India’s rising population means it’s likely to keep its economy growing, buy more of the world’s goods and play a bigger role in global affairs, even as it grapples with poverty and a lack of jobs. 

China’s demographic headwinds will make it harder for the country to achieve its economic ambitions, or to supplant the U.S. as the world’s biggest economy, despite its rising wealth and military power…

India’s population is expected to keep growing for the next four decades, peaking at nearly 1.7 billion in 2063. China’s population, which declined last year for the first time since famines in the 1960s, according to government data, is projected to shrink rapidly. By the start of the next century, India’s population is expected to be double that of China’s.    

Numbers are just numbers; we give them significance. Is this just about large numbers and their ability to impress people? Here, two countries have nearly a billion and half people each. That is a lot of people and far ahead of the next most populous countries.

It could also be about being the country with the most people. This has been China for a while but will soon be India. Does having the most people provide an exalted status?

Or, is it about economic activity and growth. A large and growing population means economic opportunities internally and externally.

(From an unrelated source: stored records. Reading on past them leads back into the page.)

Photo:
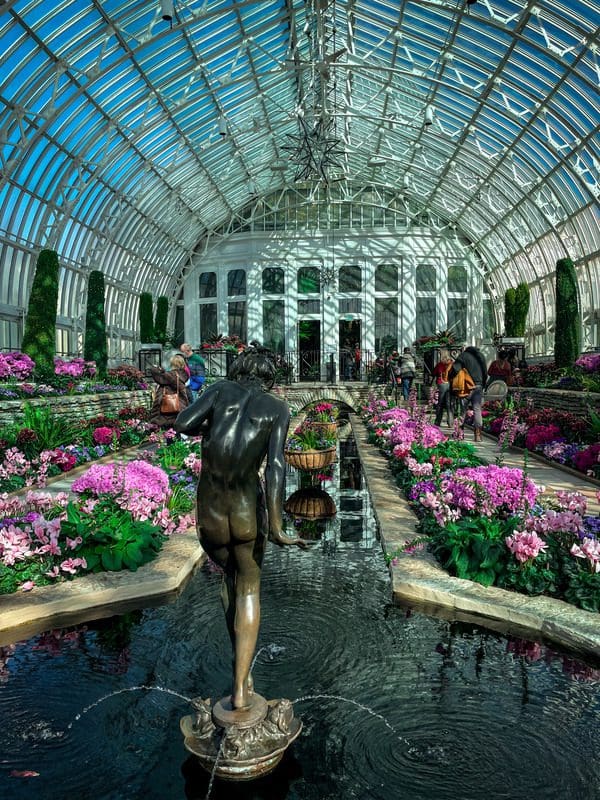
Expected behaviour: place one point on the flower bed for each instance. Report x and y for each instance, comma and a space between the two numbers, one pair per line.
559, 436
45, 444
489, 523
118, 519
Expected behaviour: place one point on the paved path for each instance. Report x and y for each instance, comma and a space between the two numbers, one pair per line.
419, 581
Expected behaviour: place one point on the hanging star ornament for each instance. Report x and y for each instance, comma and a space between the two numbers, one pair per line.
315, 150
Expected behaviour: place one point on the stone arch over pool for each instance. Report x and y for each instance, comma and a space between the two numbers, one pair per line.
349, 395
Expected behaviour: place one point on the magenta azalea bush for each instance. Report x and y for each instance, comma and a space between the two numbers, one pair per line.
489, 523
75, 368
121, 515
15, 366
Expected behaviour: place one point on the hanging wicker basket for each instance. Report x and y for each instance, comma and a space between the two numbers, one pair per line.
326, 428
310, 459
310, 503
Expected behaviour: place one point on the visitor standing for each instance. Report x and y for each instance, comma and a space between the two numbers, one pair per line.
171, 395
241, 424
197, 367
357, 361
442, 383
471, 359
500, 368
408, 370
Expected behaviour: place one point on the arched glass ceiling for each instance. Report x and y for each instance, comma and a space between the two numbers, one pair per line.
125, 140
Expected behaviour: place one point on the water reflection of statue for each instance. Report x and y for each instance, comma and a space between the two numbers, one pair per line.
241, 424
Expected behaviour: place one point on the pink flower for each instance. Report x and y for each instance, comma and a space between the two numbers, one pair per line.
590, 549
525, 545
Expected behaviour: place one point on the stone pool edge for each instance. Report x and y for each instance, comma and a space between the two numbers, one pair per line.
100, 595
418, 580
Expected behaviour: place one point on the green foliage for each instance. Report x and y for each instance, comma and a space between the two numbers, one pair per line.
181, 501
583, 590
160, 321
171, 456
520, 309
145, 317
95, 348
474, 548
509, 312
39, 338
112, 539
51, 429
567, 334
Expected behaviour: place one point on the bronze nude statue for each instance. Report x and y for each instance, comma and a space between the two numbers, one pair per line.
241, 425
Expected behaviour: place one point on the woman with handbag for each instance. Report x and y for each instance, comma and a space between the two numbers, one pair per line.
171, 395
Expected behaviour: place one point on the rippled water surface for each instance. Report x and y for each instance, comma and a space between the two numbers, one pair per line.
394, 704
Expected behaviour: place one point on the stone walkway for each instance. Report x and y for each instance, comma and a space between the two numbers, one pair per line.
420, 582
417, 580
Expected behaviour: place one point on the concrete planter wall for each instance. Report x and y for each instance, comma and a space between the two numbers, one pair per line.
82, 406
575, 402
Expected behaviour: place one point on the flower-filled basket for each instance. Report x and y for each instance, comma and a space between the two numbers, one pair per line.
310, 503
310, 449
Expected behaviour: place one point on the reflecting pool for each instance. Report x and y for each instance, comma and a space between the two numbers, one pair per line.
395, 704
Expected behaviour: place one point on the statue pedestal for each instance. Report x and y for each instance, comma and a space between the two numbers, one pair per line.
240, 744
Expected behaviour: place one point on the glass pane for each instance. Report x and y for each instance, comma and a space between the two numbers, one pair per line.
386, 324
236, 282
425, 313
208, 321
237, 319
273, 282
457, 317
457, 279
349, 279
208, 284
179, 324
425, 278
309, 280
489, 324
309, 306
386, 278
349, 305
274, 324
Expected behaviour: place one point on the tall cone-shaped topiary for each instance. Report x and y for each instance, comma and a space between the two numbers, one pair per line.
521, 309
509, 312
160, 320
95, 348
145, 317
39, 337
567, 332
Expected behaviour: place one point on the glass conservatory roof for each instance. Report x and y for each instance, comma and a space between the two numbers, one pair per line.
129, 131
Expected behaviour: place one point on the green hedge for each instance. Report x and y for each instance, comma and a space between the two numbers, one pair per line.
95, 348
39, 337
146, 321
567, 334
160, 320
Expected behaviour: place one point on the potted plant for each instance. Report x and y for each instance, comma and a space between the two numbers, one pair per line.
310, 449
323, 416
310, 503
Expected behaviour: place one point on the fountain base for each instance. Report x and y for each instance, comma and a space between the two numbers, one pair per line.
240, 744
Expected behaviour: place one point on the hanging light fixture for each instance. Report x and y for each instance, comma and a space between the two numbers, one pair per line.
167, 10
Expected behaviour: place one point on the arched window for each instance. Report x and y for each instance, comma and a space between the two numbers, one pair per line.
425, 278
208, 284
273, 280
386, 278
309, 280
236, 282
457, 279
349, 279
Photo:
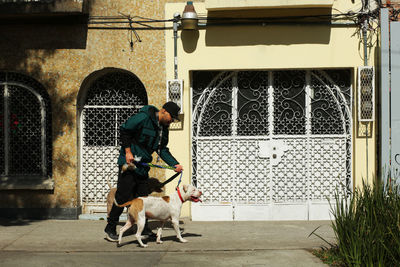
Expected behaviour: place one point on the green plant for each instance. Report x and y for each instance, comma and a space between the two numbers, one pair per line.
367, 226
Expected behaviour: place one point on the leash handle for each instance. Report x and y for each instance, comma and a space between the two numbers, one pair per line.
156, 166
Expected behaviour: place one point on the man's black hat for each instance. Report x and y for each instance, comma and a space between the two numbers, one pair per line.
173, 109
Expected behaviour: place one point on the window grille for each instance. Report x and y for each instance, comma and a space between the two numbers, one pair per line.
366, 94
175, 92
25, 127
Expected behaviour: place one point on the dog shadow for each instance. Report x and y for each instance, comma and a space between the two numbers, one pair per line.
154, 226
146, 239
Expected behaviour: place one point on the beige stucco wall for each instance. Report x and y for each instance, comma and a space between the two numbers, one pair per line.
61, 57
269, 47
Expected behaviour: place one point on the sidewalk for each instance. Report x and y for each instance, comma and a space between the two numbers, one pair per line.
81, 243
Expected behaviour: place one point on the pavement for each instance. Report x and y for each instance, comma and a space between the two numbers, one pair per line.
237, 243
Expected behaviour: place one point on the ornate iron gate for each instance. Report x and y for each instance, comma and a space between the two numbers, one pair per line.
111, 100
270, 145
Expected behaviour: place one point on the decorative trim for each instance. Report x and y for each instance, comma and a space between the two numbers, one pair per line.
18, 183
41, 213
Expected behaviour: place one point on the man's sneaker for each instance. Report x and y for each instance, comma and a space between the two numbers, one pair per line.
146, 231
111, 233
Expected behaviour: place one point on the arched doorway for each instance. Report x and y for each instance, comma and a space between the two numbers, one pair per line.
270, 145
109, 99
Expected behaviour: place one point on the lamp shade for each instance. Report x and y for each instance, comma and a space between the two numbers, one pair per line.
189, 17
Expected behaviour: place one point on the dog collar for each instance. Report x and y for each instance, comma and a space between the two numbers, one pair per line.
179, 194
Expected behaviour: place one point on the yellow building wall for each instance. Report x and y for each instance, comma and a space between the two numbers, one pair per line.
269, 47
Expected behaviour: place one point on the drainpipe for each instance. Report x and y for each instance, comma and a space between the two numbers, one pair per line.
177, 17
365, 40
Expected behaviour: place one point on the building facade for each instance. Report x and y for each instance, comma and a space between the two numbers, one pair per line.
270, 126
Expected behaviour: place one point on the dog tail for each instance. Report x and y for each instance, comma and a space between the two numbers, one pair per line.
123, 205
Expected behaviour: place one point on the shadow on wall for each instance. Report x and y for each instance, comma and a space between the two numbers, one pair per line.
268, 34
24, 48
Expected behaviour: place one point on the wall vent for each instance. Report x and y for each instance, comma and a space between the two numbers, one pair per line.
366, 94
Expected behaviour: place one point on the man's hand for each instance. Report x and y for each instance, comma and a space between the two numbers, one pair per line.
178, 168
128, 155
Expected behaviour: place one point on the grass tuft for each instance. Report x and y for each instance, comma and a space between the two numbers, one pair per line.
366, 226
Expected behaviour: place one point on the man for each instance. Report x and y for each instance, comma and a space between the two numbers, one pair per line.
141, 135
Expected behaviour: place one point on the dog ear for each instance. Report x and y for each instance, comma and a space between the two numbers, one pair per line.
185, 187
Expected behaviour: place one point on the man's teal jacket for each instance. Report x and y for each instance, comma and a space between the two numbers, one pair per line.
141, 133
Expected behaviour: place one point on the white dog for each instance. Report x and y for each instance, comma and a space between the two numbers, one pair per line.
160, 208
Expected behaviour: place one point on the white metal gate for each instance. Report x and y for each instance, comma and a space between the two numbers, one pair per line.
110, 101
270, 145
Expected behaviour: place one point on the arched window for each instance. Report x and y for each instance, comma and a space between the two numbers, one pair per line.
25, 129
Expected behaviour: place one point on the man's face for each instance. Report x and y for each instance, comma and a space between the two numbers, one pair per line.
165, 118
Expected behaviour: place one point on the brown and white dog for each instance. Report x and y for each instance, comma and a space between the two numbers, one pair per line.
160, 208
154, 185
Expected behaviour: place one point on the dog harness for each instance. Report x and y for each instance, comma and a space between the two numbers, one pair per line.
179, 194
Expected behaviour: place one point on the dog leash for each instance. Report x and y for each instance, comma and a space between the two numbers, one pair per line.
164, 167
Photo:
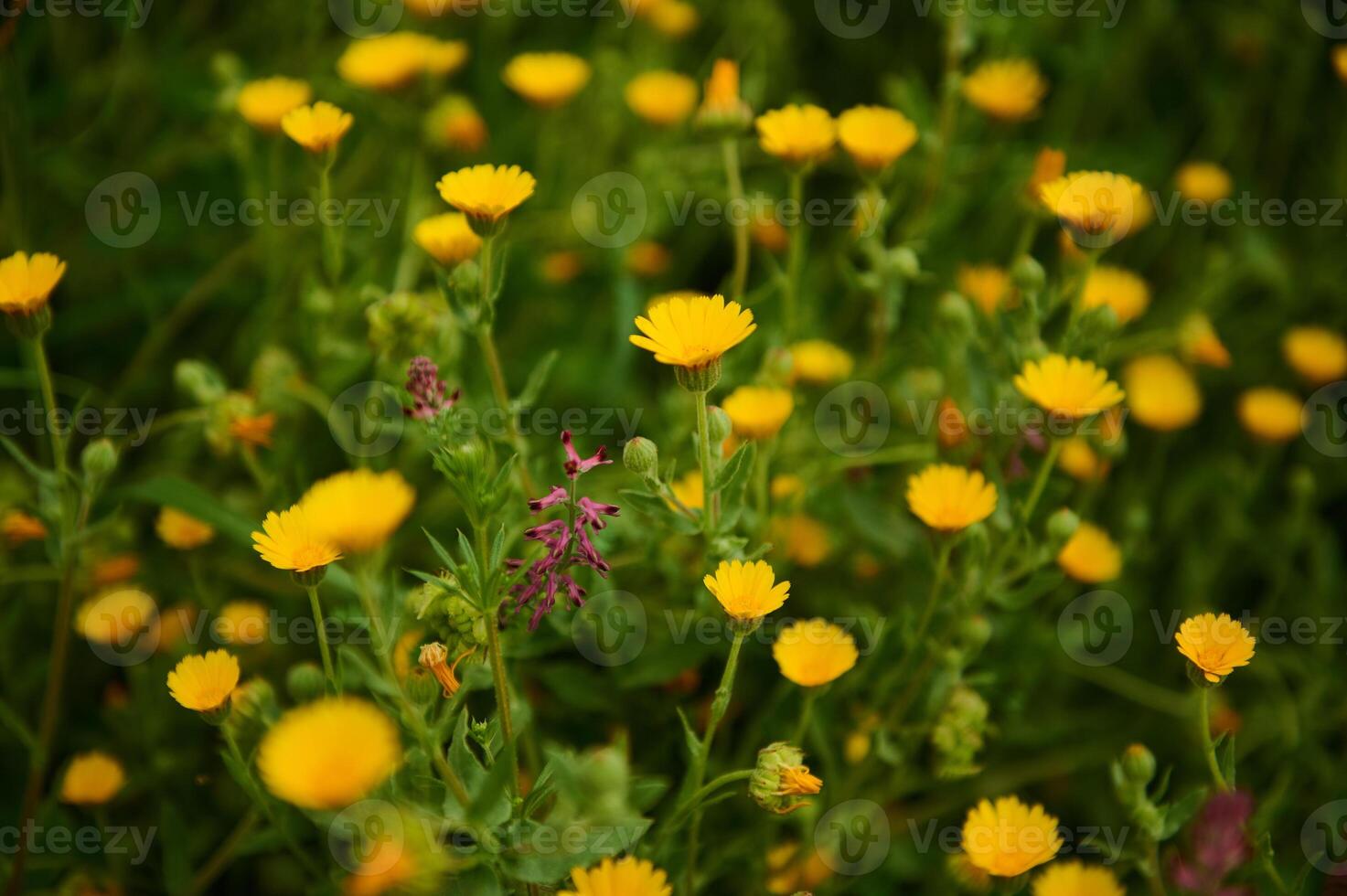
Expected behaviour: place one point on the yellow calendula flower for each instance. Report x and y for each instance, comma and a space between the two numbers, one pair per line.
547, 80
329, 753
1005, 90
1067, 387
1090, 555
1215, 645
358, 509
876, 136
950, 497
204, 682
447, 238
661, 97
626, 876
819, 361
486, 192
1270, 415
264, 102
1203, 182
27, 281
91, 779
814, 653
797, 133
759, 411
318, 127
1007, 838
1316, 353
1119, 289
746, 591
290, 542
181, 531
1076, 879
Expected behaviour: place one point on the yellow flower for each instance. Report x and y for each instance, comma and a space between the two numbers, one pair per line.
91, 779
1067, 387
1119, 289
358, 509
264, 102
546, 80
318, 127
661, 97
819, 361
814, 653
876, 136
329, 753
746, 591
986, 284
288, 542
1272, 415
1215, 645
692, 333
182, 531
1007, 838
486, 192
626, 876
204, 682
1007, 90
948, 497
1316, 353
1090, 555
447, 238
1204, 182
1161, 392
797, 133
1076, 879
27, 281
759, 411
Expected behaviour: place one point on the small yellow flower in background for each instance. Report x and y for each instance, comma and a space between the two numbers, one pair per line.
288, 542
814, 653
91, 779
27, 281
1316, 353
746, 591
1005, 90
204, 682
447, 238
950, 497
759, 411
264, 102
1119, 289
876, 136
1007, 838
692, 332
1090, 555
181, 531
797, 133
1203, 182
1161, 392
626, 876
988, 286
1270, 415
486, 192
819, 361
1076, 879
358, 509
1067, 387
318, 127
329, 753
1215, 645
547, 80
661, 97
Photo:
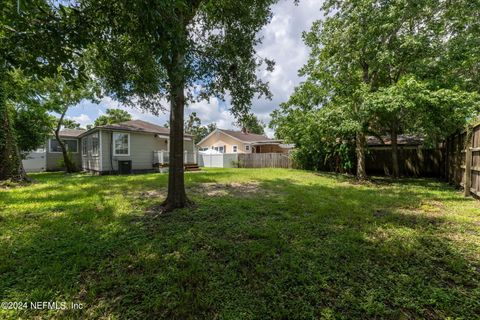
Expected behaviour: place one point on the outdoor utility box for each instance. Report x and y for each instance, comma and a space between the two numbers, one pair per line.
124, 166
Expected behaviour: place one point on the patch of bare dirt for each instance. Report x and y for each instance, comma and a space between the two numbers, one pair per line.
234, 188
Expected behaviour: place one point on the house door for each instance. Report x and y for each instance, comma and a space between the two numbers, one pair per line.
35, 161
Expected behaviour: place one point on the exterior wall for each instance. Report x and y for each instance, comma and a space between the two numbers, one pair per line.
53, 158
90, 161
142, 146
219, 139
269, 148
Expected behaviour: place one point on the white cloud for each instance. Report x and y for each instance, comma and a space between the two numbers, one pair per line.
282, 42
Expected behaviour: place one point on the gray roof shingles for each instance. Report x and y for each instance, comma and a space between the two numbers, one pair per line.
72, 133
247, 137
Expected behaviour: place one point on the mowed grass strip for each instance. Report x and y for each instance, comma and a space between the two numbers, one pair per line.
259, 244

Yet, it could be more about growth than absolute numbers. Yes, it is important to be first in population but this is also about expected growth for India and a declining population in China. Not only will India be #1 in residents, it could be far ahead of China in population soon.

What this all adds up to is hard to say. India will be the most populous nation, China will be second. The population arrows will be headed in different directions. Does it mean a significant change in status and economic status? The number of people in each country may just play a role in this.